Big Data Analysis of the Romanian Trade Register

⚠️
The presented analyses do not have 100% accuracy, as the original information extracted from BERC (in PDF or JSON format) is not in a form that guarantees such precision. For instance, the variability in formats from BERC has resulted in poor scanning of Bucharest due to the distinct format of the registration certificate in this analysis.

We invite all interested parties to read the disclaimer for clear details.

Anyone who wants a copy of the statistical results, or additional information, can request it at: office@incorpo.ro.

Introduction

Incorpo.ro is a LawTech company dedicated to automating and simplifying complex legal tasks. Our goal is to eliminate bureaucracy and streamline time-consuming processes, helping people save valuable resources.

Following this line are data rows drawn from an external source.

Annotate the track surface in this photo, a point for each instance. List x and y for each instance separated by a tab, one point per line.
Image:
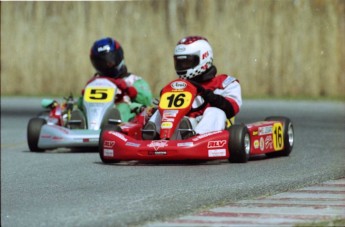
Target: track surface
64	188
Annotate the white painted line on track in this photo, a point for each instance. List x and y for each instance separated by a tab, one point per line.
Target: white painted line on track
321	202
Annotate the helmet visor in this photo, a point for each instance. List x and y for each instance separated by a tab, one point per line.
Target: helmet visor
184	62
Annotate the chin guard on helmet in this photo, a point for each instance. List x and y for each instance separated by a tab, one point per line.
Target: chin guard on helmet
107	57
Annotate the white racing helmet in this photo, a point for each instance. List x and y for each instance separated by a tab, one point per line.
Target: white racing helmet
193	56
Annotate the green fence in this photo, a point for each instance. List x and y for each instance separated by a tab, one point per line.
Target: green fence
291	48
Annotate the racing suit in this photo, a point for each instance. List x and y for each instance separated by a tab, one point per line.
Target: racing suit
219	99
135	92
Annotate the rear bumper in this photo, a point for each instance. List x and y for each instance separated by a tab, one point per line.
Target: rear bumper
52	136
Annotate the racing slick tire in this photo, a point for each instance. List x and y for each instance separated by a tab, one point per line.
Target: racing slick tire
111	117
288	135
79	120
239	143
107	127
33	133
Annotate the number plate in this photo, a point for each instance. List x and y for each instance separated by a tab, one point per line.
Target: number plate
93	94
175	100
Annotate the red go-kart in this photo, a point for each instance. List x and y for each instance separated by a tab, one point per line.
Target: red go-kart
274	136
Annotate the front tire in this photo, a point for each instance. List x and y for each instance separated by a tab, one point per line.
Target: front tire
288	133
111	117
33	133
108	127
77	116
239	143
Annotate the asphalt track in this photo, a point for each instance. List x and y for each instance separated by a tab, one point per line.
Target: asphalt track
65	188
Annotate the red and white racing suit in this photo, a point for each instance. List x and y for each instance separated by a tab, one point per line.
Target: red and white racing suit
224	100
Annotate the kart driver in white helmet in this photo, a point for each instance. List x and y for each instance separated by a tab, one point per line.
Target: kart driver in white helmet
219	94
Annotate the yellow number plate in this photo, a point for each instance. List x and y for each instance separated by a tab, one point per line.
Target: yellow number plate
93	94
278	137
175	100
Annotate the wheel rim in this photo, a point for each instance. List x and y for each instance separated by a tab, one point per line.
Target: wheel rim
290	135
247	144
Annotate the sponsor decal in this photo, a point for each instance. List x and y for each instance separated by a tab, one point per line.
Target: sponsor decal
268	142
130	144
60	129
228	81
166	125
158	144
168	119
216	143
105	48
180	48
265	130
262	144
108	143
187	144
169	113
108	152
205	55
178	85
256	144
157	153
119	135
205	135
217	153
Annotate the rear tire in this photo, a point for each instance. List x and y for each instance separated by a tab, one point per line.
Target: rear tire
33	133
288	133
108	127
239	143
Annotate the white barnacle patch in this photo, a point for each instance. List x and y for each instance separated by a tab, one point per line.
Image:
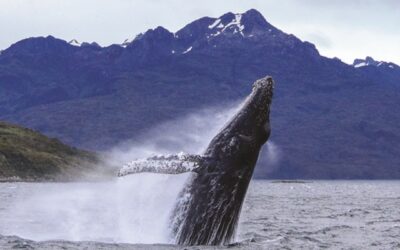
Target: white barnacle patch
164	164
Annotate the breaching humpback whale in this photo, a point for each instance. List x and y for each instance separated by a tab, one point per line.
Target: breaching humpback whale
210	204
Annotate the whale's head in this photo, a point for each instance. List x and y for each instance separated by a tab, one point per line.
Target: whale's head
248	130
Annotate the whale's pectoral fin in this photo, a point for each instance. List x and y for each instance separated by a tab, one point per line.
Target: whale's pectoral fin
170	164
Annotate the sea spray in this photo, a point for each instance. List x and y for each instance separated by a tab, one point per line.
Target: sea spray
132	209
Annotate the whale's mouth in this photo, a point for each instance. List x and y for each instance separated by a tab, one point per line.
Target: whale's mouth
265	83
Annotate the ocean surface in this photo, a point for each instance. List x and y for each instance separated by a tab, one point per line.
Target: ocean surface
122	215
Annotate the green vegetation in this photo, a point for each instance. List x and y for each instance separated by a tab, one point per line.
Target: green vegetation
26	155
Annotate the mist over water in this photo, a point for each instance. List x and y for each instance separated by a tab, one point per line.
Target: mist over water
132	209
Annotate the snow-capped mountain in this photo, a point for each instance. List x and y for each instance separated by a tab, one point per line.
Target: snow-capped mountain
369	61
74	42
329	119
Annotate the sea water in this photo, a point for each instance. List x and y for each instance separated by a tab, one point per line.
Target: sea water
136	210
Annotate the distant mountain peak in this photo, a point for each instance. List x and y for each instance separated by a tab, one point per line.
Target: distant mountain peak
245	24
369	61
74	42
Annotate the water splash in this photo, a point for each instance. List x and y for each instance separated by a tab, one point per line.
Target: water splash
131	209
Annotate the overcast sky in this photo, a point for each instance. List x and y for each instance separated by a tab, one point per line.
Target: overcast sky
346	29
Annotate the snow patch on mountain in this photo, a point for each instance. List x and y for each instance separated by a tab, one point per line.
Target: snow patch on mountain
369	61
74	42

Within this goal, we set out to develop a software robot capable of correcting files and identifying errors in them before submitting them to the Trade Register. Fewer errors mean faster file admission and, consequently, happier clients.

To train the model to understand the behavior of registrars, as well as the legal and extra-legal (customary) reasons for delay, an in-depth analysis of existing data was necessary.

In this article, we will present the methodology used for the big data analysis of the activity of the Romanian Commercial Register, the key results obtained, and their implications for streamlining the process of registering commercial companies.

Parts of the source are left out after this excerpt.